The Knesset voted down a bill that would allow Israelis to choose between civil and religious marriage yesterday, sparking more controversy regarding current laws regarding marriage and divorce in the country.

The bill, sponsored by Nitzan Horowitz of the Meretz party, would allow Israelis to contravene the Jewish Law that serves as the basis for marriage in Israel and instead marry in whatever manner they choose, including a non-religious civil marriage or that of a different religion altogether.  According to Horowitz, “”Israel is the only democracy in the world where Jews don’t have freedom of religion.  There are currently hundreds of thousands of Israelis who are considered without religion and cannot marry in Israel.”

The vote was attended by several couples wishing to marry in a civil ceremony.  MK Orit Zuaretz who spoke and railed against Jewish marriage insisting that she was being forced to be religious in order to marry, wore a wedding gown and veil but was asked to remove the veil.  She claimed that the bill was not aimed at destroying tradition, but was to ensure that people who cannot marry according to Jewish Law can do so.  However, Justice Minister Yaakov Neeman rejected her statement, saying that the bill is in fact in contravention of Halacha.  He also stressed the issue of illegitimate children, an issue the Rabbinical court wishes to avoid.  Neeman also countered the argument by citing the Civil Union Law, which currently performs the same function as the proposed law.

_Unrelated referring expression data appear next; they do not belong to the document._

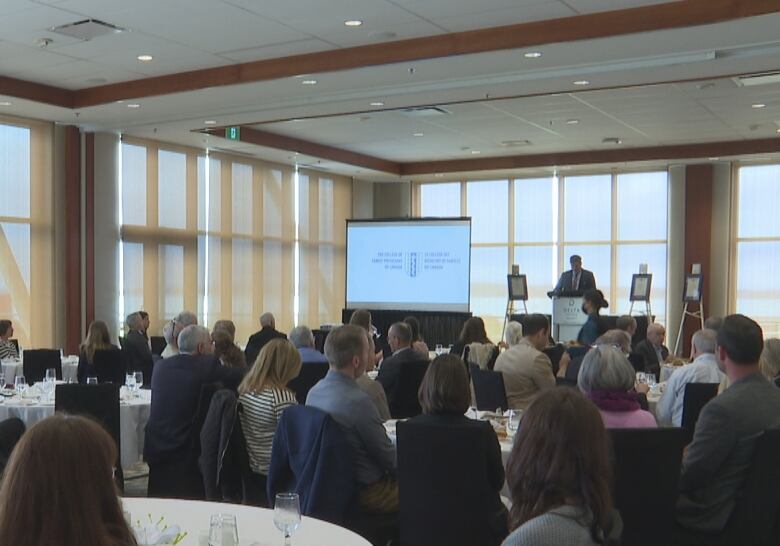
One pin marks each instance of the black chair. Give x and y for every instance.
(109, 366)
(756, 517)
(37, 361)
(100, 402)
(647, 468)
(489, 390)
(405, 403)
(695, 398)
(442, 472)
(158, 344)
(310, 374)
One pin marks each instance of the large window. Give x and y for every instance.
(614, 221)
(26, 242)
(758, 246)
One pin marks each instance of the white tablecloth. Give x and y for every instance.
(70, 365)
(133, 416)
(255, 525)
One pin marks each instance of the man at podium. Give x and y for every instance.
(576, 281)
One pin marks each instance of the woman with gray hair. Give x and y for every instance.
(607, 379)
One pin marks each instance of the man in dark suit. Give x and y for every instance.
(138, 356)
(653, 350)
(259, 339)
(577, 280)
(716, 463)
(176, 388)
(399, 337)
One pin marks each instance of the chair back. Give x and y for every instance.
(489, 390)
(405, 403)
(647, 468)
(158, 345)
(37, 361)
(695, 398)
(310, 374)
(109, 366)
(100, 402)
(442, 477)
(756, 517)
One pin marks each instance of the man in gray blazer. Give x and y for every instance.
(576, 281)
(716, 462)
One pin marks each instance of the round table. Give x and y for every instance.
(133, 415)
(255, 525)
(70, 365)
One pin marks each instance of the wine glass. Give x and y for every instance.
(287, 514)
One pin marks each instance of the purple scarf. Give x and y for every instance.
(614, 400)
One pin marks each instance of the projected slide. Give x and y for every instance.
(420, 265)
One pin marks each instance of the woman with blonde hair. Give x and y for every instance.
(49, 496)
(98, 339)
(264, 396)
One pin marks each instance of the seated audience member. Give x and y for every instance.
(445, 397)
(527, 370)
(653, 350)
(97, 339)
(703, 369)
(374, 388)
(473, 331)
(50, 496)
(607, 378)
(400, 339)
(179, 323)
(338, 394)
(362, 318)
(264, 396)
(138, 355)
(592, 302)
(226, 326)
(770, 360)
(559, 475)
(259, 339)
(226, 351)
(7, 349)
(417, 342)
(176, 385)
(303, 340)
(717, 460)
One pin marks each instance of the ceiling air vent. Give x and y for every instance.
(425, 111)
(757, 79)
(87, 29)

The vote on Wednesday was part of a campaign by several organizations antagonistic to the Chief Rabbinate who wish to eliminate the Rabbinate’s role in family life.  During the vote, the NGO Hiddush Movement for Jewish Freedom and Equality released statistics from a study conducted by two Ben Gurion University researchers that showed 66% of Israelis being in favor of a civil marriage option with one third saying they prefer a civil marriage over a Halachik one.

Both Horowitz and Zuaretz said after the vote, which was 41-16 against, that they would be taking the issue to the High Court in an attempt to overrule the Knesset vote.